Donald Trump’s supporters were invigorated Friday by the shocking news that British voters opted to leave the European Union.

They even called on American voters to follow Britain’s lead and elect Trump — who has said “America First” will be the “major, overriding theme of my administration” — as their president in November.

“The failed European Union experiment, and Great Britain’s rejection of it, must serve as a wake-up call for all of us in America,” said Sen. Jeff Sessions (R-Ala.), the first senator to endorse Trump. “I believe the American people too will choose independence this November.”

The surprising victory of the “Leave” campaign demonstrated the power of populism in a dissatisfied electorate. Trump has capitalized on a similar force in the U.S., using it to knock out more politically-seasoned competition in the GOP primary and counting on it to drive supporters to the polls in November.

“I really do see a parallel between what’s happening in the United States and what’s happening here,” Trump said Friday in a press conference in Scotland. “You’re going have this happen more and more…It’s happening by the fact that I’ve done so well in the polls.”

[Trump’s Brexit news conference was beyond bizarre]

Electoral college math suggests Trump will have a harder time winning the White House than “Leave” voters had winning a close referendum. But some members of Congress warn the “elite” should not discount the demands of disgruntled voters.

“The result of this referendum should remind leaders in Washington, London, Brussels and across Europe that our citizens are dissatisfied with stagnant economies, declining wages, uncontrolled migration, rising crime and terror attacks at home,” said Sen. Tom Cotton (R-Ark.), who has advised Trump on a few occasions and has not ruled out serving in his administration.

Some congressional Democrats suggested the Brexit vote is a cautionary example the U.S. should avoid repeating.

Senate Foreign Relations Committee senior Democrat Ben Cardin (Md.) said he was “disappointed by the outcome of the referendum,” particularly when the U.S. and Europe must present a united front against a resurgent Russia and terrorist threats from the Islamic State.

“This act of self-inflicted instability was fueled, in no small part, by the anti-immigrant, isolationist populism we’re seeing on the rise throughout the world and even here at home,” House Minority Whip Steny Hoyer (D-Md.) said in a statement Friday.

The Brexit vote had an anti-establishment allure that gripped even Republicans who say Trump “scares” them.

“The decision by the British people to leave the EU is a rejection of centralized power and unaccountable bureaucracy, a sentiment widely shared by many Americans,” said Sen.

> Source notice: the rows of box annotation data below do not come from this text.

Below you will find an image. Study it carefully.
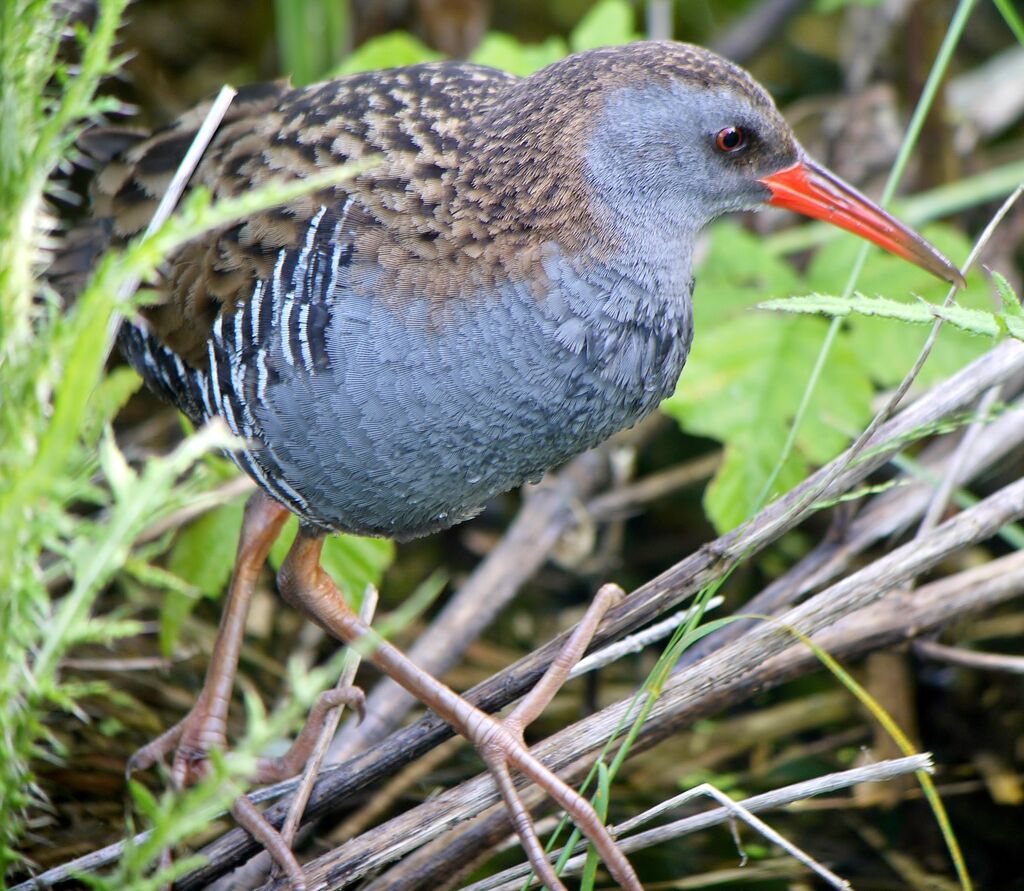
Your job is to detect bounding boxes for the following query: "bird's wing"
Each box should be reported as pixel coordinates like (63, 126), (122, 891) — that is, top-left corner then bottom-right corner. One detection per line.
(86, 62), (516, 369)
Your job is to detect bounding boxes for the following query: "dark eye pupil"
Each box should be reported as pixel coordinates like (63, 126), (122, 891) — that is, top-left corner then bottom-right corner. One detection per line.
(715, 127), (745, 152)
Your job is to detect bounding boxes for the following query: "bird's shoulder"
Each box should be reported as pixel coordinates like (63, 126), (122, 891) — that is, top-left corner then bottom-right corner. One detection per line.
(93, 62), (570, 367)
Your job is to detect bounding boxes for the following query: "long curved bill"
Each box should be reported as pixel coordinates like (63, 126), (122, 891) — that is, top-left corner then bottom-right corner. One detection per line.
(761, 158), (964, 288)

Mike Lee (R-Utah) in a statement. “Now more than ever we must respect the will of their people.”

For members of Congress, Britain’s decision to part ways with the E.U. is not just a chance to draw political parallels between old allies.

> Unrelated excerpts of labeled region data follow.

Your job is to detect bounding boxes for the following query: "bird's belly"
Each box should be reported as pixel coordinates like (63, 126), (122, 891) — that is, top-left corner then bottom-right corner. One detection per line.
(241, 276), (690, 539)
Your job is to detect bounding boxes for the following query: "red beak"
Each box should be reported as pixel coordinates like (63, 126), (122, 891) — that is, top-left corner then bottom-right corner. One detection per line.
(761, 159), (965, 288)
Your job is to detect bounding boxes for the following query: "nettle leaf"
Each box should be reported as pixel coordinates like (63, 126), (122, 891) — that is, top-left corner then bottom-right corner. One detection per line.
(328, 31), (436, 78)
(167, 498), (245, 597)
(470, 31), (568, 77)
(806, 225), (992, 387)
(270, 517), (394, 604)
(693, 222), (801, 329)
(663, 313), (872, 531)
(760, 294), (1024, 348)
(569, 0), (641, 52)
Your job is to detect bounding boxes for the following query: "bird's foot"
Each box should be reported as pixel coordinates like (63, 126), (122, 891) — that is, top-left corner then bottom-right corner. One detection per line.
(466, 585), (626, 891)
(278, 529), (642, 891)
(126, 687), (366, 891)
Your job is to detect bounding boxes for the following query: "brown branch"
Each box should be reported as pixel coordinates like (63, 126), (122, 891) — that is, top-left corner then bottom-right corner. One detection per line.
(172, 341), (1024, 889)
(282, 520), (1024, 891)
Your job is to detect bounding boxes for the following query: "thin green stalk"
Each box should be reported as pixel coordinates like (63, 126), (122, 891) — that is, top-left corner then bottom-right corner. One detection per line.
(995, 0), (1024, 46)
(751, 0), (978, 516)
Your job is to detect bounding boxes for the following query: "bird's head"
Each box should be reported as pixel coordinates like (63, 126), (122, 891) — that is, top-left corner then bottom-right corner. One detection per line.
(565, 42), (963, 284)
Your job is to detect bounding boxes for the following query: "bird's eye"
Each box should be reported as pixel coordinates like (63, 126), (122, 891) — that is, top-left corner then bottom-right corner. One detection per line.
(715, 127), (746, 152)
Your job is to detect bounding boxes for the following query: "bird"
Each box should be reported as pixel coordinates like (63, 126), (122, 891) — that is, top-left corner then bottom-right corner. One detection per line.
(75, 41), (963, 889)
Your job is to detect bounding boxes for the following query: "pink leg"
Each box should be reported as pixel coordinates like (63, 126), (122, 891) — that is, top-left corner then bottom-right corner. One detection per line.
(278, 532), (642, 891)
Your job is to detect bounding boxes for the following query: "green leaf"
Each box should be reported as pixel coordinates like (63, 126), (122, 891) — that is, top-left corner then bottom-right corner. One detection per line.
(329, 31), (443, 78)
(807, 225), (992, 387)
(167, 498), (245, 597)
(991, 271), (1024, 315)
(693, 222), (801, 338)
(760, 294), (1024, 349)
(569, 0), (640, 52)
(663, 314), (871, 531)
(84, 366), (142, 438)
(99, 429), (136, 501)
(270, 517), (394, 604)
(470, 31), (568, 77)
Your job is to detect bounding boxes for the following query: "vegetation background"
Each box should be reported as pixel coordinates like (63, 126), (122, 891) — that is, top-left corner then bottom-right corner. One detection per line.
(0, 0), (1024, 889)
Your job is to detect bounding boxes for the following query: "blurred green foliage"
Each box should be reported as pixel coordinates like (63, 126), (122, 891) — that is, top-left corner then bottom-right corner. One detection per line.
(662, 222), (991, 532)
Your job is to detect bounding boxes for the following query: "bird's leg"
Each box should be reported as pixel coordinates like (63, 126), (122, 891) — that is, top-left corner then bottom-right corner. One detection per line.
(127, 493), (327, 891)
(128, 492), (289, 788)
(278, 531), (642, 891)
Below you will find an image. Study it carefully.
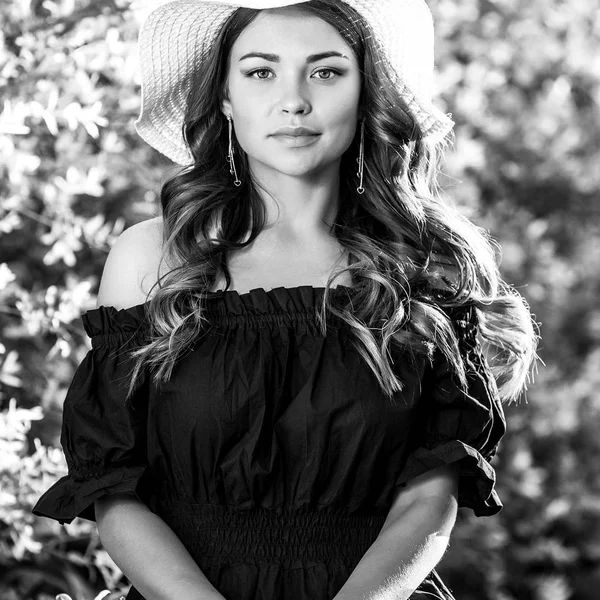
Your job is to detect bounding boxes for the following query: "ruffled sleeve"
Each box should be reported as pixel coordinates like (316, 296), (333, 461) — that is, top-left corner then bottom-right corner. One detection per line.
(397, 306), (506, 516)
(32, 305), (151, 524)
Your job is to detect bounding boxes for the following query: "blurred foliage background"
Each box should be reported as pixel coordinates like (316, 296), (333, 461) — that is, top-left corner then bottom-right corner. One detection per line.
(0, 0), (600, 600)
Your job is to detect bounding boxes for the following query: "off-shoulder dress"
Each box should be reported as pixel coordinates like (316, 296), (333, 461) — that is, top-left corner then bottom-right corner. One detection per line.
(33, 286), (506, 600)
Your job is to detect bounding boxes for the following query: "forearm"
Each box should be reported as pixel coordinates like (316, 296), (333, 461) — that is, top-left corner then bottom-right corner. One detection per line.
(333, 498), (457, 600)
(95, 495), (224, 600)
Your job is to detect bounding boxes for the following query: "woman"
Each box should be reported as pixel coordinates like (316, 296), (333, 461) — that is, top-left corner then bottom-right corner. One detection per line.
(33, 0), (536, 600)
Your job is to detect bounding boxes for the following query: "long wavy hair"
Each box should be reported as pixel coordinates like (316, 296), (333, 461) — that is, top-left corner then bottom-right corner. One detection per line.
(129, 0), (538, 402)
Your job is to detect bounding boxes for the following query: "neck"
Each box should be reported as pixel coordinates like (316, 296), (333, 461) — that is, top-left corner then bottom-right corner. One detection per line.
(252, 165), (339, 244)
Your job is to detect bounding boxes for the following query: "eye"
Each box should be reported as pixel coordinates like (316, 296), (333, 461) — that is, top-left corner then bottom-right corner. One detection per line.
(246, 67), (341, 81)
(246, 69), (271, 79)
(316, 67), (340, 81)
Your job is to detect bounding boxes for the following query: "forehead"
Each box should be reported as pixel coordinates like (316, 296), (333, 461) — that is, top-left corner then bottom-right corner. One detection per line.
(232, 7), (352, 58)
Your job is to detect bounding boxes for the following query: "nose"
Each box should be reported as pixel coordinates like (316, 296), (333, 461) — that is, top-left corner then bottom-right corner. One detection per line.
(280, 76), (311, 115)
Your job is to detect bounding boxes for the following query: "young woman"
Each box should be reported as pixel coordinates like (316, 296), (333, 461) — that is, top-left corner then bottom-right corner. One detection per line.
(33, 0), (537, 600)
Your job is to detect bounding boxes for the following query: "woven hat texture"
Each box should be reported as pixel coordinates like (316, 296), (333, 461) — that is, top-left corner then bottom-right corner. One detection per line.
(135, 0), (454, 165)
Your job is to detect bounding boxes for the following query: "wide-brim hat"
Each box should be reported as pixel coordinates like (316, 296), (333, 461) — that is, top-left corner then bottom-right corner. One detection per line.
(135, 0), (454, 165)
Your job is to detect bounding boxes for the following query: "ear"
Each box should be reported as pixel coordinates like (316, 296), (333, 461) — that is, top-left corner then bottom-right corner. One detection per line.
(221, 100), (233, 116)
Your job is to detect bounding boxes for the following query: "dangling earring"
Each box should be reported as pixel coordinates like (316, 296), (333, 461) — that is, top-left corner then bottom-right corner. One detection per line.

There is a clear role for Congress to play in the U.S. response: Washington and London now have to strike a new free trade agreement, and Congress has to approve it.

Cotton stressed the Obama administration should start negotiating a free-trade agreement with the U.K. “now,” while Lee said he would introduce legislation to let the U.S. and U.K. operate in the spirit of current arrangements “until new bilateral agreements can be negotiated.”

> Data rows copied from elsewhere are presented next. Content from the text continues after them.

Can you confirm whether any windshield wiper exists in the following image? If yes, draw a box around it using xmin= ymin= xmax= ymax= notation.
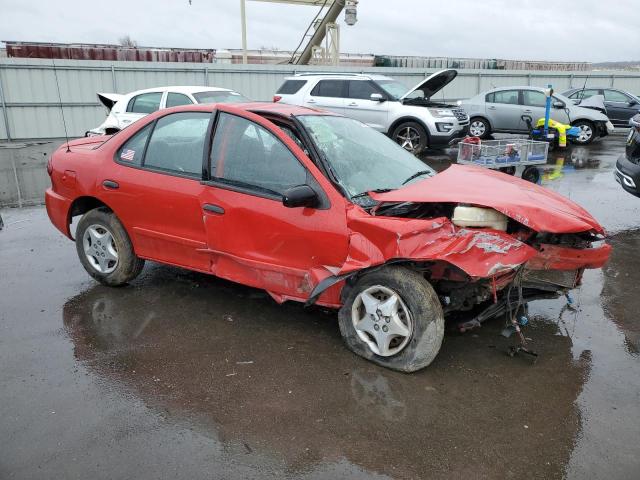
xmin=402 ymin=170 xmax=431 ymax=185
xmin=351 ymin=188 xmax=393 ymax=200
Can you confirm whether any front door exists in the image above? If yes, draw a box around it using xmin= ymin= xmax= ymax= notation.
xmin=98 ymin=112 xmax=211 ymax=271
xmin=200 ymin=107 xmax=348 ymax=300
xmin=604 ymin=89 xmax=638 ymax=127
xmin=485 ymin=90 xmax=524 ymax=132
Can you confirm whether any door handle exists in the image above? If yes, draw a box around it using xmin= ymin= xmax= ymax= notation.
xmin=102 ymin=180 xmax=120 ymax=190
xmin=202 ymin=203 xmax=224 ymax=215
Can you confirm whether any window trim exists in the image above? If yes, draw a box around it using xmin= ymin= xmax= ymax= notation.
xmin=309 ymin=78 xmax=349 ymax=99
xmin=205 ymin=110 xmax=330 ymax=205
xmin=345 ymin=78 xmax=388 ymax=100
xmin=124 ymin=91 xmax=166 ymax=115
xmin=113 ymin=110 xmax=217 ymax=183
xmin=164 ymin=91 xmax=194 ymax=108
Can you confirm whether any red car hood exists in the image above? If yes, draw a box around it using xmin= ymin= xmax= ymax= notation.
xmin=371 ymin=165 xmax=603 ymax=233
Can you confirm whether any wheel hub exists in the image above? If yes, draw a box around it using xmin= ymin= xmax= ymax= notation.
xmin=351 ymin=285 xmax=413 ymax=357
xmin=82 ymin=225 xmax=118 ymax=274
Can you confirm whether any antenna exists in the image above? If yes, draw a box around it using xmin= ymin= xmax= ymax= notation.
xmin=51 ymin=58 xmax=71 ymax=153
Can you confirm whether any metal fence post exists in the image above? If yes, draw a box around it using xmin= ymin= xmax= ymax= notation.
xmin=0 ymin=65 xmax=11 ymax=142
xmin=111 ymin=63 xmax=118 ymax=93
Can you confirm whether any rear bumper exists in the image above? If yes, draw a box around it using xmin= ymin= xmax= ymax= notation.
xmin=44 ymin=188 xmax=73 ymax=240
xmin=614 ymin=155 xmax=640 ymax=197
xmin=429 ymin=125 xmax=469 ymax=148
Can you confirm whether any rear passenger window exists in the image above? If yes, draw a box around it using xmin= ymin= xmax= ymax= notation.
xmin=116 ymin=122 xmax=153 ymax=167
xmin=487 ymin=90 xmax=518 ymax=105
xmin=349 ymin=80 xmax=380 ymax=100
xmin=127 ymin=92 xmax=162 ymax=113
xmin=311 ymin=80 xmax=347 ymax=97
xmin=276 ymin=80 xmax=307 ymax=95
xmin=167 ymin=92 xmax=193 ymax=108
xmin=144 ymin=112 xmax=211 ymax=178
xmin=211 ymin=113 xmax=307 ymax=196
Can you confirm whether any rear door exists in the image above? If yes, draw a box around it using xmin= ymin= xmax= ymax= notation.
xmin=118 ymin=91 xmax=164 ymax=129
xmin=200 ymin=106 xmax=348 ymax=300
xmin=344 ymin=80 xmax=388 ymax=132
xmin=304 ymin=79 xmax=348 ymax=115
xmin=485 ymin=90 xmax=522 ymax=131
xmin=603 ymin=89 xmax=638 ymax=127
xmin=99 ymin=112 xmax=211 ymax=271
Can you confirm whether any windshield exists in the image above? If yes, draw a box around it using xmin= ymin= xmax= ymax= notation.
xmin=298 ymin=115 xmax=435 ymax=197
xmin=376 ymin=80 xmax=409 ymax=100
xmin=193 ymin=90 xmax=251 ymax=103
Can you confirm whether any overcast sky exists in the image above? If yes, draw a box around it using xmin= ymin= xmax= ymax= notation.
xmin=0 ymin=0 xmax=640 ymax=62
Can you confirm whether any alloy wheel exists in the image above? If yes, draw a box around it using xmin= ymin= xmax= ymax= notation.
xmin=82 ymin=225 xmax=118 ymax=274
xmin=351 ymin=285 xmax=413 ymax=357
xmin=469 ymin=120 xmax=487 ymax=137
xmin=396 ymin=127 xmax=420 ymax=152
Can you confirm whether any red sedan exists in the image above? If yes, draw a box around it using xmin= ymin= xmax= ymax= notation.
xmin=46 ymin=103 xmax=610 ymax=371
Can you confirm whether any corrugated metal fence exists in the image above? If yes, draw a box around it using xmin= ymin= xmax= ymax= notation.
xmin=0 ymin=58 xmax=640 ymax=140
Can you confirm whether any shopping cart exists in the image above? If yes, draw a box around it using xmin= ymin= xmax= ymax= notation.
xmin=458 ymin=137 xmax=549 ymax=183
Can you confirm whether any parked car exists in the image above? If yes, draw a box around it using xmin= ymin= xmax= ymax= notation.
xmin=273 ymin=70 xmax=469 ymax=154
xmin=563 ymin=87 xmax=640 ymax=127
xmin=615 ymin=113 xmax=640 ymax=197
xmin=45 ymin=103 xmax=610 ymax=372
xmin=461 ymin=87 xmax=613 ymax=145
xmin=85 ymin=86 xmax=249 ymax=137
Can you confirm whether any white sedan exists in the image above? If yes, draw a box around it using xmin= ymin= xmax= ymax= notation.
xmin=85 ymin=86 xmax=250 ymax=137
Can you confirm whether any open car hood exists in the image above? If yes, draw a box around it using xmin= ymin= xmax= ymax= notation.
xmin=370 ymin=165 xmax=604 ymax=233
xmin=576 ymin=95 xmax=607 ymax=112
xmin=400 ymin=69 xmax=458 ymax=100
xmin=97 ymin=93 xmax=124 ymax=112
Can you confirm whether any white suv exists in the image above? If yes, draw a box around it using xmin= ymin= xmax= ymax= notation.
xmin=273 ymin=70 xmax=469 ymax=154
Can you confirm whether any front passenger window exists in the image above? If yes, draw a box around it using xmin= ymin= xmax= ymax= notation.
xmin=211 ymin=113 xmax=307 ymax=196
xmin=144 ymin=112 xmax=211 ymax=178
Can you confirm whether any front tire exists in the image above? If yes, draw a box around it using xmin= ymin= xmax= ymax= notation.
xmin=469 ymin=117 xmax=491 ymax=140
xmin=76 ymin=208 xmax=144 ymax=287
xmin=391 ymin=122 xmax=428 ymax=155
xmin=338 ymin=266 xmax=444 ymax=372
xmin=572 ymin=120 xmax=596 ymax=145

Economic cooperation has traditionally been a major part of U.S.-U.K. relations, and House Speaker Paul Ryan (R-Wis.) is a champion of free trade, arguing in the House GOP’s national security strategy that trade can “play a key role in strengthening U.S. alliances.”

But free trade has taken political hits recently, as lawmakers bitterly divide over the Trans-Pacific Partnership,  a massive agreement that Congress may vote on after the election.

Some lawmakers are using Brexit as an excuse to rail against TPP again and warn against all international partnerships.

“We must remember that the European Union began as a seemingly benign economic agreement,” Sessions said, adding that Clinton promoted the TPP as “the gold standard” of trade deals as part of her “globalist agenda.”

TPP isn’t the only “globalist” arrangement Trump and his supporters have taken shots at. Trump himself has been dismissive of the United Nations and called NATO “obsolete.”

Republican leaders have rushed to soften his message. The House GOP’s national security blueprint stressed NATO countries should spend more on defense so the organization would not “fall into disrepair, or worse, irrelevance.” Senate Foreign Relations Committee Chairman Bob Corker (R-Tenn.) expressed similar sentiments this week.

But both Corker and Ryan were exceedingly measured Friday in their response to the U.K.’s decision to leave the E.U.

“A free people should choose their own way, and we respect the British decision to leave the European Union,” Corker said in a statement, urging focus on bilateral trade and security cooperation, and adding the U.S.-U.K. “close partnership will endure.”

“I respect the decision made by the people of the United Kingdom,” Ryan said, calling the U.K. “an indispensable ally” and ensuring “that special relationship is unaffected by this vote.”